How to build a MySQL-powered search engine
In content-heavy websites, it becomes increasingly important to provide capable search possibilities to help your users find exactly what they’re looking for. The most obvious solution is searching your MySQL database directly, but implementing a generic MySQL search is not at all trivial. Here’s how to avoid those pitfalls and build a robust MySQL-powered search engine for you website.
This article will solely focus on the most common text-based search (as opposed to e.g. geography- or time-based)
MySQL is not a search engine
MySQL is a relational database, not a search engine. While it does provide some tools to search inside the data it holds, you’re better of integrating a real search engine if you’re looking for a full-fledged solution. Some of the most popular (open source) search engines are:
- Lucene
- Sphinx
- Elasticsearch: Lucene-based server
- Solr: Lucene-based server
While the above options are far superior, it could definitely make sense to build a MySQL-based search engine. We built it because we wanted Fork CMS to have a capable search on common, cheap, server architectures with only PHP & MySQL, without having to install additional software.
Full-text search
So how does one search for text in MySQL?
Simple solutions could be to use
column LIKE '%word%'
or column REGEXP '.*word.*'
, but these provide limited capabilities. Apart from not providing too much options, they don’t accurately utilise indexes and as a result will get you in trouble once your dataset grows.

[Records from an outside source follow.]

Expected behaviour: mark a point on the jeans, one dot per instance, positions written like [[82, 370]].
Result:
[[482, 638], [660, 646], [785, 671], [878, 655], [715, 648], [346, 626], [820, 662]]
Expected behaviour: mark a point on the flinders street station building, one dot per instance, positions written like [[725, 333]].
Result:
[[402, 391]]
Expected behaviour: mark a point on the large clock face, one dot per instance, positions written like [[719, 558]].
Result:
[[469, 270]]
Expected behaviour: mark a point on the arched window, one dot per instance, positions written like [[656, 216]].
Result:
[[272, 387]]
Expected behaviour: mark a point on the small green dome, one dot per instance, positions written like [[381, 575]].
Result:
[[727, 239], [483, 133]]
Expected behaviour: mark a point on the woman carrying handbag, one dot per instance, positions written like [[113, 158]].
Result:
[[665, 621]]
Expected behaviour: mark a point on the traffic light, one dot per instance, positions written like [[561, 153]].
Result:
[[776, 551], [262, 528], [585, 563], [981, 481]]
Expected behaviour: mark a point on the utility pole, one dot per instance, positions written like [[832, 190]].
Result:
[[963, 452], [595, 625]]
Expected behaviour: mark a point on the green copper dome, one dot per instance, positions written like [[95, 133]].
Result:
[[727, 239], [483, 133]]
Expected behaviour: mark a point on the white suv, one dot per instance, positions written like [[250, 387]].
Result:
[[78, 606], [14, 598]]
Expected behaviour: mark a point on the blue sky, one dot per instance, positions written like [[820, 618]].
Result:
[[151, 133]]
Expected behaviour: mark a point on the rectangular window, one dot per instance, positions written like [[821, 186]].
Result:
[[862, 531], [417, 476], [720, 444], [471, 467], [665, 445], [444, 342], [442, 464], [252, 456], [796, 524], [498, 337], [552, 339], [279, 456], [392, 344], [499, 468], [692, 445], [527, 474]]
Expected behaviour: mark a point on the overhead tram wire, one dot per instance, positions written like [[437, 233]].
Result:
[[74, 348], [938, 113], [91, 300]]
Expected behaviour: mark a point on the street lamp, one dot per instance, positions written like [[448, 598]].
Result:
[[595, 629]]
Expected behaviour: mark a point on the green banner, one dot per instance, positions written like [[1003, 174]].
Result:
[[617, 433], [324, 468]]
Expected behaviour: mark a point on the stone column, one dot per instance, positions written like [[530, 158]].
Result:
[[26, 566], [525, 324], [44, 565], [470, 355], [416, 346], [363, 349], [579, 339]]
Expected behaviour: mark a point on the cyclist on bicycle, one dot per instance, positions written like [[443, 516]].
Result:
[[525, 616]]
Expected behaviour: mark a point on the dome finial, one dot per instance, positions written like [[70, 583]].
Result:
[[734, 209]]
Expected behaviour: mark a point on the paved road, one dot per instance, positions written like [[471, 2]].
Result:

What you’ll want to do is add a
FULLTEXT
index to the column you’ll want to search, and build your query using MATCH(column) AGAINST(word)
. In it’s most simple form, this could look like:SELECT *
FROM table
WHERE MATCH(column) AGAINST('word');
MATCH even returns a score, so you can sort your results based on relevance (don’t worry, the second MATCH won’t cause additional overhead):
SELECT *
FROM table
WHERE MATCH(column) AGAINST('word')
ORDER BY MATCH(column) AGAINST('word') DESC;
In boolean mode
By default,
MATCH
will search IN NATURAL LANGUAGE MODE
, where each word in your AGAINST
clause will evenly be checked against the column. More advanced searched can be obtained via IN BOOLEAN MODE
, which enables possibilities like excluding a certain word, or not weighing all words equally.
A full list of the available operators:
Character | Usage |
---|---|
+ | Indicates that this word MUST be present in the text. |
- | Excludes matches that include this word, it MUST NOT be present in the text. |
(nothing) | Optionally includes this word. Could still result in a match if not present (depending on other search term matches), but will yield a higher relevance score if matched. |
@distance | Indicates the search terms should appear within distance words of each other. E.g.: word1, word2 & word3 should all appear within an 8-words range: MATCH(col1) AGAINST('"word1 word2 word3" @8' IN BOOLEAN MODE) |
> < | Increases or decreases a word's importance in the relevance score. |
( ) | Groups words into a subexpression. Operators can be applied to subexpressions as a whole as well as to specific words. |
~ | Instead of adding to the relevance score, the word preceded by this operator (when matched) subtracts from it. Most commonly used to downgrade potential noise. |
* | Wildcard character, matches anything that begins with the word. Rather than leading the word (like other operators), this operator is appended. |
" | Everything inside double quotes must be matched exactly (words only, not punctuation) |
Note that (nothing) indicates words are optional. This does not mean that, if nothing at all is matched, a result will be included. A column will still have to match at least 1 valid search term. Likewise, only within a set of matches, are - matches excluded: a clause with only a negated word does not make sense and will never return results, it should only be used in conjunction with (an)other (words) that are supposed to be match, then making sure matches excluding a certain word are stripped.
Examples
Rows MUST contain lorem. Ipsum is optional, but if ipsum too is found, the row should score higher than if it’s not.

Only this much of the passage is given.